YOLOv8n + TensorRT (person class only) for Phase I detection

Context

The v1.9 plan committed to YOLOv8n person-class detection on the Jetson Orin Nano Super, compiled to TensorRT for inference latency. Andrew Kent (mentor since 2026-05-02) suggested in conversation that we “skip custom training in Phase I; start with off-shelf models” and Granola transcribed the suggested model family as “VLMs” (Vision-Language Models). This is a meaningfully different family from YOLO.

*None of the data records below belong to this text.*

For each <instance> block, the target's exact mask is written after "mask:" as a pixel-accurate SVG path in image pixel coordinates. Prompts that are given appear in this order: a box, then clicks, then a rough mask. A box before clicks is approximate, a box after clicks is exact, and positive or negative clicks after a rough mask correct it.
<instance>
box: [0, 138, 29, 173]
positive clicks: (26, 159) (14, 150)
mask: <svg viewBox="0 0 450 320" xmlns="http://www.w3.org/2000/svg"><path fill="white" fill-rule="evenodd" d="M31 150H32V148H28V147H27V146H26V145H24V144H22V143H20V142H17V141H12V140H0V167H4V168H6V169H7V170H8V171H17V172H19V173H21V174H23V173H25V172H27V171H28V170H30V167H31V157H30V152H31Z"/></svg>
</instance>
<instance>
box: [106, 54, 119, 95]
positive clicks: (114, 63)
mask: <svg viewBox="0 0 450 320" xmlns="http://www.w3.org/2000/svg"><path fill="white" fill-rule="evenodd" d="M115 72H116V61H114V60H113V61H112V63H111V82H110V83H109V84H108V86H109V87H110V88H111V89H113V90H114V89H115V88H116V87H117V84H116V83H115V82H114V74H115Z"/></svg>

Two issues with switching:

Granola transcription is known unreliable (e.g., spells lbzfai as LBCF in the same session).
VLMs on edge hardware in 2026 are not a drop-in replacement for YOLO on a Jetson Orin Nano Super — inference latency, memory footprint, and tooling maturity all differ.

Decision

Stay on YOLOv8n + TensorRT (person class only) for Phase I. Defer any VLM evaluation to Phase II.

Why:

Off-shelf COCO-pretrained YOLOv8n meets the Phase I requirement (detect a person in a workstation ROI to time cycle start/stop) without custom training, satisfying Andrew’s “off-shelf only” framing.
Proven inference latency. YOLOv8n on Orin Nano Super has well-documented benchmarks and engine compilation pipelines.
Bench-test plan dependency. The pre-Argentina bench tests (G1) assume YOLOv8n — switching now would invalidate the demo path.

Consequences

Per-station fine-tuning deferred to Phase II. Phase I uses the off-shelf weights as-is. If detection quality is unacceptable for Pereira’s lighting/operator-position conditions during the July install, fine-tuning becomes a Phase I emergency task — not the current default.
JetPack version pinning. Use JetPack 6.0 or 6.1, NOT 6.2. JetPack 6.2 ships TensorRT 10.x, which currently breaks INT8 quantization for YOLOv8 (per Ultralytics docs). 6.0/6.1 ships TRT 8.6 and matches working tutorials.
Engine compiled on the Jetson itself. TensorRT engines are hardware-bound; cross-compilation from a MacBook will not run on the Jetson. Use yolo export model=yolov8n.pt format=engine half=True device=0 on the Jetson.
VLM revisit trigger. If Phase II behavioral monitoring (phone use, eating, talking, absence) needs richer scene understanding than person detection provides, re-open this decision.

References

Andrew Kent transition memo, 2026-05-02
Granola transcript caveats noted in docs/design/40-prototype/architecture.md § “Post-v1.9 direction”